Hierarchy is one structure that is implied by organization. I am suggesting that teamwork follows from inspiration and is built on a foundation of organization (read system, structure, process including hierarchy). Leaders in business need to understand and communicate that both of these modes are essential in the rapidly changing dynamics of business today. We all need to be clear that there is no moral imperative for one over the other.
For teamwork to be most effective it needs to be inspired. The team is able to perform at new levels of generativity and creativity to respond to new or unanticipated situations. Executive or business leadership teamwork is built on the capacity to manage routine. What inspires? It could be a challenge, desperation, an exciting opportunity, a passionate dedication to a vision or mission, or determination to create an outcome and receive a reward.
And this means that when we are creating and developing capacities for individual leadership, as important as all of the leader competency literature is (and this is most of the literature on leadership), it is important to include what is important about the individual leader’s capacity for becoming an innovative player on the leadership team.
Note that phrase: an innovative player.

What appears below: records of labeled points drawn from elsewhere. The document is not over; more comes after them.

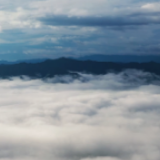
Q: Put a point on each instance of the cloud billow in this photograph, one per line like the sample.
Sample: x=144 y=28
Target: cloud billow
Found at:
x=98 y=119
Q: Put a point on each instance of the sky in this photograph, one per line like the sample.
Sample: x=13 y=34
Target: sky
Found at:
x=105 y=117
x=55 y=28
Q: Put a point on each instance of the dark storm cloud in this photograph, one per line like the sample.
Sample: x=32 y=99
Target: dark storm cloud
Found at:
x=128 y=20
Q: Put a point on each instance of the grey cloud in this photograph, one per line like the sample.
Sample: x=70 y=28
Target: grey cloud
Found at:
x=135 y=19
x=47 y=120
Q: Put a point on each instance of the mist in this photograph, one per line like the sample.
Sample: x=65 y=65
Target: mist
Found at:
x=105 y=117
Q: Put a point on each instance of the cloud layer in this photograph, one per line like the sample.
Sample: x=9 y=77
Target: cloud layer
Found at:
x=51 y=28
x=110 y=117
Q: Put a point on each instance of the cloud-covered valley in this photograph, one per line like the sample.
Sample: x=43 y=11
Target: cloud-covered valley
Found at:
x=106 y=117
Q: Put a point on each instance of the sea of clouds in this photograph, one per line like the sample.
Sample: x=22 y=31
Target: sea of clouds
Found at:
x=105 y=117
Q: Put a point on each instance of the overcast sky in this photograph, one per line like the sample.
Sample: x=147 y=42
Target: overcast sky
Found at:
x=54 y=28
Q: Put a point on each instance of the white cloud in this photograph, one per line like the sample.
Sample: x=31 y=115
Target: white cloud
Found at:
x=110 y=117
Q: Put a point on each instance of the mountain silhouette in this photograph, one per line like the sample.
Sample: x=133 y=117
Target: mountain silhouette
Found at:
x=121 y=58
x=64 y=66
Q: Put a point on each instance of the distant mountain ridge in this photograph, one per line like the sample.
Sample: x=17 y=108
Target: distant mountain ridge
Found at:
x=121 y=58
x=64 y=66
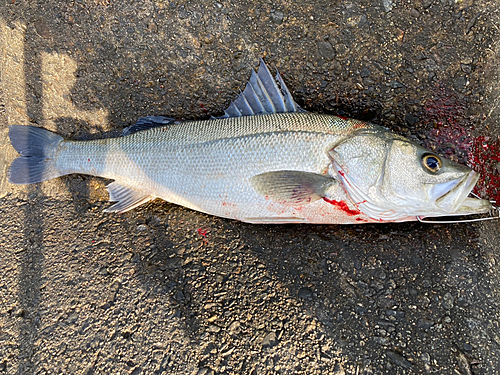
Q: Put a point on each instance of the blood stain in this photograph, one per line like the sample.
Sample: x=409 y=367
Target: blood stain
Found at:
x=343 y=206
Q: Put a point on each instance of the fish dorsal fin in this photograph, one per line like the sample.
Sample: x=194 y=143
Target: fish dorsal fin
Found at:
x=263 y=95
x=148 y=122
x=126 y=197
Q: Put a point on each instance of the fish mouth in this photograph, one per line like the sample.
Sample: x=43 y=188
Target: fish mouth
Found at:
x=453 y=197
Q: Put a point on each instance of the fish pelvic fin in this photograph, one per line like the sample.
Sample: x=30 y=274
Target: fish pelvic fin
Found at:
x=37 y=149
x=126 y=197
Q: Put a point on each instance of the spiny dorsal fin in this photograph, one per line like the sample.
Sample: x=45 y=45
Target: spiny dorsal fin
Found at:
x=263 y=95
x=146 y=123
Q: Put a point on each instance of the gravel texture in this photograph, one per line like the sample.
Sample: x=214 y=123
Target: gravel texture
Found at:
x=165 y=290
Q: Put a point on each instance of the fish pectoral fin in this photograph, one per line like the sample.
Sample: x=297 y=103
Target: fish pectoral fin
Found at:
x=126 y=197
x=292 y=187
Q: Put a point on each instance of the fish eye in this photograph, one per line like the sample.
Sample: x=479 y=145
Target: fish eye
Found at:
x=431 y=162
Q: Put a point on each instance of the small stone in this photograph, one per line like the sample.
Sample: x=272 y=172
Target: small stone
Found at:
x=415 y=13
x=234 y=327
x=459 y=83
x=380 y=340
x=305 y=293
x=398 y=359
x=424 y=323
x=326 y=50
x=269 y=340
x=448 y=301
x=205 y=371
x=213 y=328
x=277 y=17
x=426 y=358
x=410 y=119
x=365 y=72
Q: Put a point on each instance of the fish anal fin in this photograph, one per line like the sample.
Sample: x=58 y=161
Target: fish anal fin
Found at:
x=126 y=197
x=292 y=187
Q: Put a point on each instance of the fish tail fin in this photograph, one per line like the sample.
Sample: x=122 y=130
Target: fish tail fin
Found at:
x=37 y=148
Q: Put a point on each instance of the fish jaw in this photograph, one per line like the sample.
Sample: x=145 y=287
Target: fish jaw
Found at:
x=455 y=199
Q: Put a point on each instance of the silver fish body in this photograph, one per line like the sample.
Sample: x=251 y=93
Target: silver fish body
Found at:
x=270 y=168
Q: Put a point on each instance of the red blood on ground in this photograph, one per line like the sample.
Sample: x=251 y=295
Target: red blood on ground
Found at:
x=451 y=136
x=485 y=159
x=343 y=206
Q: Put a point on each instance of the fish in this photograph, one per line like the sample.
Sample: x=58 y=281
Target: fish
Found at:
x=265 y=161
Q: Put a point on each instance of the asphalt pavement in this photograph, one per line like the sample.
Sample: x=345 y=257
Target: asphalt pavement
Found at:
x=165 y=290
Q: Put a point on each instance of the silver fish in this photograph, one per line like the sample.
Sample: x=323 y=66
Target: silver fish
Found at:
x=265 y=161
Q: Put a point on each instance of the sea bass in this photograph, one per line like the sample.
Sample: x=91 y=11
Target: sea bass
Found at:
x=265 y=161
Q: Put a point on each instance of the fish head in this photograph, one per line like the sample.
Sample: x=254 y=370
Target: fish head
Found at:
x=391 y=178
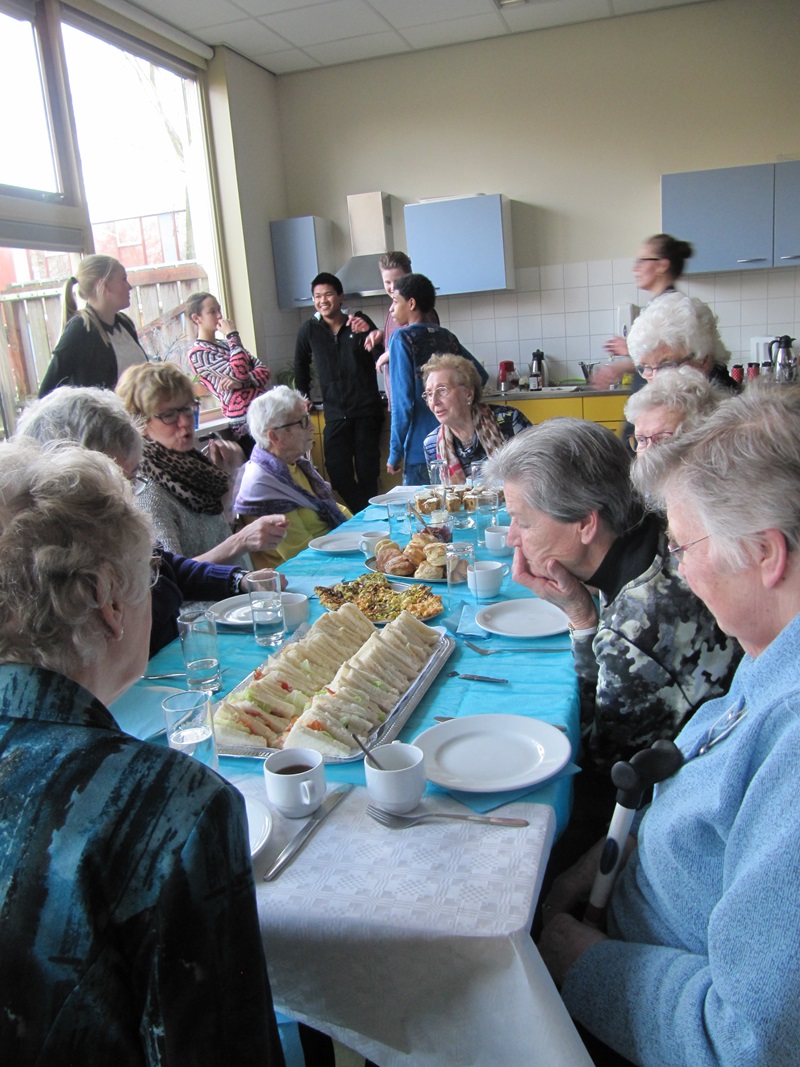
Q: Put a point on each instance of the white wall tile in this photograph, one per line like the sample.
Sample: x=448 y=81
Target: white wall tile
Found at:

The two parts of this relate to what is important to the leader (innovation) and how the leader demonstrates that (player). What is important is grounded in commitment to leadership purpose, as well as the immediate situation the leader is faced with. It is influenced by the leaders’ life events and those of others in his/her life. And part of this constellation of what is important is related to what drives the leader to be an effective team player: a capacity to innovate in the face of novelty and challenge for the leadership team. This may be a functional equivalent of Badaracco’s notion of the quiet moral leader (see summary below).
I am reminded that Margaret Wheatley said recently, “All coaching is life coaching.” Or words to that effect. When she said this a room full of hundreds of coaches cheered. Well, Meg is right. All coaching is life coaching. And coaching business leaders involves life coaching…and a whole lot more. The capacity of a leader is always influenced by what is present in their individual lives and roles, as well as what is going on in the organizational, business and leadership field in which they find themselves.
Leaders’ capacities for innovation are a product of their ability to be clear about their motivations for creative responses as well as their ability to open their minds to new ways of seeing and interpreting their own responses and what is happening in their environment. For many of us, this is the tough stuff. Learning communication skills (challenging though that may be) is easy compared to learning how to think in new ways, discover assumptions, work through our competing commitments and address the boundaries we place on our imaginations. And this is essential for developing the capacity for innovation required for effective executive and leadership teamwork.
The player part of this is the behaviors that creativity and fresh thinking foster. Think about this in the context of an inspired jazz group. When Dave Brubeck and Paul Desmond performed LeSouk in their Jazz Goes to College live performance they were able to anticipate and engage with each other in a way that led to one of my all time favorite jazz performances, one I never tire of listening to. Or a basketball team. Did you ever watch exchanges between Michael Jordan and Scotty Pippin or any of the other Chicago Bulls when they were at their best? They were well organized and their play often seemed to be absolutely intuitive. Each was able to be generative and creative in their exchanges and totally baffle their opposition.
Well, that is the kind of player that I am talking about. For an inspired executive team to perform at that level, each individual leader needs to know how to be innovative and to use that innovative capacity in relation to other team players.
We can look to the literature on creativity or the use of intuition in leadership and find some useful guidance in supporting leaders to develop these capacities. Yet, I think that the single most valuable path to this is the path of experience. Of conscious experience. This means that leaders need to be able to increasingly move into conscious competence in their relationships with innovation, in their sense of themselves and their capacities to manifest this competence in relation to other leaders.
Perhaps the most effective way to develop those capacities is simply to pay attention. Notice what is going on inside and out when circumstances demand creativity on the part of the individual leader and the leadership team.